# Bank Churn Classifier (Neural Network)

Using a scikit-learn MLP to predict customer churn. This notebook includes:

1.  Data loading and preprocessing.
2.  Handling class imbalance by upsampling the minority class.
3.  Training an `MLPClassifier` with early stopping.
4.  Evaluating the model with accuracy and a confusion matrix.

In [12]:
import os
import numpy as np
import pandas as pd
from sklearn.model_selection import train_test_split
from sklearn.preprocessing import LabelEncoder, StandardScaler
from sklearn.neural_network import MLPClassifier
from sklearn.metrics import accuracy_score, confusion_matrix
from sklearn.utils import resample
import warnings

# We do not want to see warnings
warnings.filterwarnings("ignore")

In [13]:
RND = 42

## 1. Load and Pre-process Data

In [14]:
# 1. Read dataset
path = "7_bank_churn.csv"
df = pd.read_csv(path)

df.head()

Unnamed: 0,RowNumber,CustomerId,Surname,CreditScore,Geography,Gender,Age,Tenure,Balance,NumOfProducts,HasCrCard,IsActiveMember,EstimatedSalary,Exited
0,1,15634602,Hargrave,619,France,Female,42,2,0.0,1,1,1,101348.88,1
1,2,15647311,Hill,608,Spain,Female,41,1,83807.86,1,0,1,112542.58,0
2,3,15619304,Onio,502,France,Female,42,8,159660.8,3,1,0,113931.57,1
3,4,15701354,Boni,699,France,Female,39,1,0.0,2,0,0,93826.63,0
4,5,15737888,Mitchell,850,Spain,Female,43,2,125510.82,1,1,1,79084.1,0


In [15]:
# 2. Feature/target split and basic preprocessing
if 'Exited' not in df.columns:
    raise RuntimeError("Dataset must contain 'Exited' column (target).")

df = df.copy()
le = LabelEncoder()
df['Gender'] = le.fit_transform(df['Gender'])
df = pd.get_dummies(df, columns=['Geography'], drop_first=True)
df = df.drop(columns=[c for c in ['CustomerId', 'Surname', 'RowNumber'] if c in df.columns])

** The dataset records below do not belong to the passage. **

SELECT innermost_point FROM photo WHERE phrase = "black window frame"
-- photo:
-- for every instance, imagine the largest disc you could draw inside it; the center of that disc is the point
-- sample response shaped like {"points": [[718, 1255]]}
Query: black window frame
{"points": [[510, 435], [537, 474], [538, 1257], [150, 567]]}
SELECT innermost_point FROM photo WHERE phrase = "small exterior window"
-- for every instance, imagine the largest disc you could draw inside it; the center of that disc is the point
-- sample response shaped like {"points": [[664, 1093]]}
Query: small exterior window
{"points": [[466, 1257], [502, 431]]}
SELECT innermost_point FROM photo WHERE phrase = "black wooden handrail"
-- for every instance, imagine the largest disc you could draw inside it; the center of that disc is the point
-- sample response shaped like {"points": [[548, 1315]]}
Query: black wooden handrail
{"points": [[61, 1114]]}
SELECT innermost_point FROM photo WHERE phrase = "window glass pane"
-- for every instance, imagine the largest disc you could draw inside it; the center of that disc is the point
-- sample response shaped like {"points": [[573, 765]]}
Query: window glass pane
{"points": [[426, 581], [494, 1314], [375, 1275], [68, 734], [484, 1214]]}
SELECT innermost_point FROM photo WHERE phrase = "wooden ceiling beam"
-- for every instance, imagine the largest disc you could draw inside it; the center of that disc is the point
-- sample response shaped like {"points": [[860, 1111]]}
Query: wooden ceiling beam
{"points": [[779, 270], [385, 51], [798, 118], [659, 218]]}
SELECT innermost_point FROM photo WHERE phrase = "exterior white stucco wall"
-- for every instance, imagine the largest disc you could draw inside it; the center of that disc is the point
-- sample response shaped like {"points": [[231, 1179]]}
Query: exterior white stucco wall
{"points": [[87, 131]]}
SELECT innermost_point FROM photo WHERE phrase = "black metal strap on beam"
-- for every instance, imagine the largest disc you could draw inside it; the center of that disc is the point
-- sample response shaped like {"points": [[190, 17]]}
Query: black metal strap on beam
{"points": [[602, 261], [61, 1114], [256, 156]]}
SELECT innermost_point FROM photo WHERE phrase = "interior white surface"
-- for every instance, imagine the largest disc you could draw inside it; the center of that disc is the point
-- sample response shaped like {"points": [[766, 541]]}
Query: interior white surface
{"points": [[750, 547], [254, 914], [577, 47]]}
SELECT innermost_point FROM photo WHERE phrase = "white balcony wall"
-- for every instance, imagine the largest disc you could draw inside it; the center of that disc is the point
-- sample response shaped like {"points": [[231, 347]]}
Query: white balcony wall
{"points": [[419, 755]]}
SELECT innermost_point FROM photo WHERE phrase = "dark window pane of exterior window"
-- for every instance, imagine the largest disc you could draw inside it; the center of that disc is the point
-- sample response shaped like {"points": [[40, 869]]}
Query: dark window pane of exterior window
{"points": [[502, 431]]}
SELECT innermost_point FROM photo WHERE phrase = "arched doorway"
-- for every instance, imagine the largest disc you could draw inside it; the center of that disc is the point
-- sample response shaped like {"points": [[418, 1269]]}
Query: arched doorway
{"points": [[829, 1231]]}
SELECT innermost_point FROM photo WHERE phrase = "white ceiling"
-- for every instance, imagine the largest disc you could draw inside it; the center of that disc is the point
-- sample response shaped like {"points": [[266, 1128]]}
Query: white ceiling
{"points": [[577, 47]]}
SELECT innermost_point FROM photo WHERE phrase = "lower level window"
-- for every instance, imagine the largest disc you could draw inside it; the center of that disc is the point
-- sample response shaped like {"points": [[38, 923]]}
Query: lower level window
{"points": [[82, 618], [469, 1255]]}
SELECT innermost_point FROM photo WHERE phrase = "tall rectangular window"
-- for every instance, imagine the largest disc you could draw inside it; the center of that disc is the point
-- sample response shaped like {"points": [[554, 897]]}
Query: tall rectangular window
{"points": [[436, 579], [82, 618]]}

X = df.drop(columns=['Exited'])
y = df['Exited'].astype(int)

print("Feature columns:", X.columns.tolist())

Feature columns: ['CreditScore', 'Gender', 'Age', 'Tenure', 'Balance', 'NumOfProducts', 'HasCrCard', 'IsActiveMember', 'EstimatedSalary', 'Geography_Germany', 'Geography_Spain']


## 2. Train-Test Split and Normalization

In [16]:
# Stratified train-test split
X_train, X_test, y_train, y_test = train_test_split(
    X, y, test_size=0.20, random_state=RND, stratify=y
)

print(f"X_train shape: {X_train.shape}")
print(f"X_test shape: {X_test.shape}")

X_train shape: (8000, 11)
X_test shape: (2000, 11)


In [17]:
# 3. Normalize train and test
scaler = StandardScaler()
X_train = scaler.fit_transform(X_train)
X_test = scaler.transform(X_test)

## 3. Handle Class Imbalance (Upsampling)

In [18]:
# 4. Identify improvement: class imbalance handling -> upsample minority class in training set
# Combine X_train and y_train to perform resampling
train_df = pd.DataFrame(X_train, columns=X.columns)
train_df['Exited'] = y_train.values

majority = train_df[train_df['Exited'] == 0]
minority = train_df[train_df['Exited'] == 1]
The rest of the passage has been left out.